7月に入ったばかりだというのに、季節はいつの間にか真夏のようになってしまいました。
話は、世間では桜の開花時期の話題をはじめ、春を感じさせるニュースが多かった時期にさかのぼります。今となっては思い出せない心地よい春の陽気と同時に、この季節は花粉症で大変だっていう話題も多くなっています。

そういう私は、今年が花粉症デビュー。
鼻水はあまりないのですが、目が乾く感じに加えて、かゆくて仕方ありません。

花粉症による生産効率の低下で、何億円もの経済損失があるという試算も出ていましたが、たしかに、パソコンに向かい目を擦りながらのキーボード操作は、全くはかどりません。一旦目を擦って息を止め、その間に猛スピードで入力する、の繰り返しをしています。
さすがにこれでは仕事にならないと思い、人生初と言ってもいい、眼科に行ったときのことです。

違和感を感じさせる仕組み

近くには選べるほどたくさんの眼科があるわけではありませんが、そのいくつかの病院のホームページを見たり、SNSでの発信を確認するなどして、眼科を決めました。

都会のカフェのようにまずはカウンターでの注文からなのか、先に席につき店員さんに注文するのか、テーブルの上にあるタブレットからなのか食券なのかなど、仕組みのよくわからないところに入るのはいくつになってもドキドキします。
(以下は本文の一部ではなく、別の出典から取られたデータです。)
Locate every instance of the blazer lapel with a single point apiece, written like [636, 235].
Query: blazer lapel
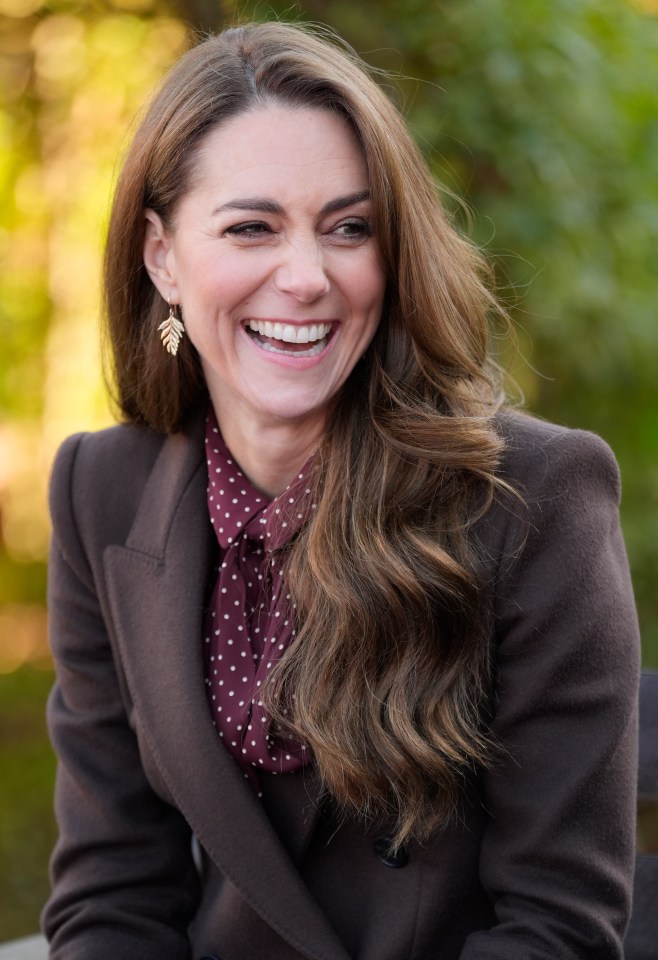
[156, 587]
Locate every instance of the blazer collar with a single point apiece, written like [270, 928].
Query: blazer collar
[156, 586]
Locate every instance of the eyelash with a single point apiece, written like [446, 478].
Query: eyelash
[359, 227]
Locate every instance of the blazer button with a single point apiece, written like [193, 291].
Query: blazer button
[398, 858]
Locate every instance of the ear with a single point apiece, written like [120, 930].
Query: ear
[157, 247]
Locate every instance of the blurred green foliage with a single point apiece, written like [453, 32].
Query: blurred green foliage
[539, 118]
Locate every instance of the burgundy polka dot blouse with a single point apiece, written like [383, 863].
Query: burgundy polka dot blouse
[250, 619]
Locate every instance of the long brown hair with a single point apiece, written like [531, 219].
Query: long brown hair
[388, 676]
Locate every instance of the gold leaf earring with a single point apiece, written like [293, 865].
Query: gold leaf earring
[172, 330]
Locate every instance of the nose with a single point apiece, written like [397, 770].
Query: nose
[301, 272]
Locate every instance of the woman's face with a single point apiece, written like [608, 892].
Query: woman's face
[274, 264]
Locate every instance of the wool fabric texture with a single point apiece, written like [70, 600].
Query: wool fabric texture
[250, 620]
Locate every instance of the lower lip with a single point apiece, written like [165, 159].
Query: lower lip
[293, 360]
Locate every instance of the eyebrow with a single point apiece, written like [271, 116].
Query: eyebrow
[271, 206]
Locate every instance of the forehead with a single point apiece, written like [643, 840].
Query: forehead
[278, 147]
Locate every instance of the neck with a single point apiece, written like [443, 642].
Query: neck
[270, 454]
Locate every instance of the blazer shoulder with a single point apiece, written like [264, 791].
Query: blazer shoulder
[97, 481]
[545, 459]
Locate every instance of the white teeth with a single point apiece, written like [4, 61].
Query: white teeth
[289, 333]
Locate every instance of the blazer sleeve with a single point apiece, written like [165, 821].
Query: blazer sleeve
[124, 882]
[557, 855]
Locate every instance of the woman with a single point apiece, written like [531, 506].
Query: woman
[347, 654]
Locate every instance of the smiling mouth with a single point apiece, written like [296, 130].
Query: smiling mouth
[306, 340]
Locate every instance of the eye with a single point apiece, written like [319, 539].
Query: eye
[248, 230]
[356, 228]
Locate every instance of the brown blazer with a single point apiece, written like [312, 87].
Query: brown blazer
[164, 850]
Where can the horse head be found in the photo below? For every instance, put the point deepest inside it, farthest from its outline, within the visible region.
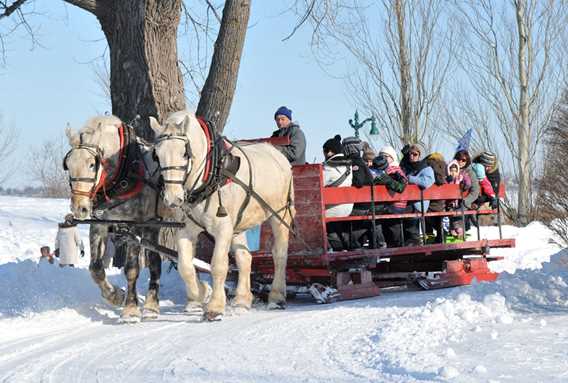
(95, 147)
(176, 155)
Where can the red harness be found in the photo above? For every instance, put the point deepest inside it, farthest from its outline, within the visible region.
(210, 143)
(108, 179)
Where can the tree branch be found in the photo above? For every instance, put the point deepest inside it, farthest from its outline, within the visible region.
(9, 9)
(87, 5)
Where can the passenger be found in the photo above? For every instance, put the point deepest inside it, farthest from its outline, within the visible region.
(295, 152)
(390, 154)
(486, 190)
(418, 173)
(368, 156)
(458, 178)
(438, 164)
(337, 172)
(68, 244)
(390, 175)
(464, 161)
(352, 147)
(489, 161)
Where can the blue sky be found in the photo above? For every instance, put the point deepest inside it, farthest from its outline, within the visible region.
(43, 89)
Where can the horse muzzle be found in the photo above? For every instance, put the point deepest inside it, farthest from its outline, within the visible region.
(173, 199)
(81, 207)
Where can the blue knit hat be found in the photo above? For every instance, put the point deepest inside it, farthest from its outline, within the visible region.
(479, 171)
(283, 111)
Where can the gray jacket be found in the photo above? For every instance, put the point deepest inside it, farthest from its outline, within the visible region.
(296, 151)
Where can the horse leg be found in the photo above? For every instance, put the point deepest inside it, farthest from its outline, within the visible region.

病院では、3密を防ぐためか、コロナ以降スマホから予約するところが増えてはきましたが、通常、玄関入ってすぐ受付があり、「診察お願いします」と言えば、だいたい間違いがありません。
ところがこの病院、入ってすぐ待合室。受付がありません。座って待っていようかと思いましたが受付をしなければ呼んでももらえないと思い、恐る恐る奥の方を見ると受付がふたつあります。
どちらに声を掛ければいいのかわかりませんでしたが、意を決して、左側の受付に向かいました。
決め手は勘です。
後でわかったのですが、どうやら左は通常の診察、右側がコンタクトレンズ専用の受付のようでした。

業務が行われる環境と業務の品質

受付の話はまだこれからです。
勇気を振り絞って、院歴の長そうな受付の女性に声を掛けました。
「初めてなんですけど、診察お願いします・・・」
とマイナンバーカードを差し出しながらお願いすると、返ってきたのは、
「まずはこれを読んでください。それでも良ければこの紙に名前をお願いします。」
一語一句あっている自信はありませんが、この文字のようにとても丁寧な対応には感じられません。

そして、渡されたのはくたびれたクリアファイルに入った、いつ印刷したのかわからないようなA4のコピー用紙。何が書いてあるのかの説明をまったくすることもなく、「それでも良ければ」という言葉。その出されたものを読むまでもなく、私には都合の悪いことを言われていて、それでもいいんならどうぞ、という空気が一瞬にして作られました。

目がかゆいのはすっかり忘れていましたが、せっかくここまで来たのですから、出されたA4用紙を読んでみました。

概要は、「この時期とても患者さんが多いので、少なくとも1時間以上は待たなければならない。医師もすべてに対応できないかもしれないので、周辺の眼科医院を紹介する」、というものでした。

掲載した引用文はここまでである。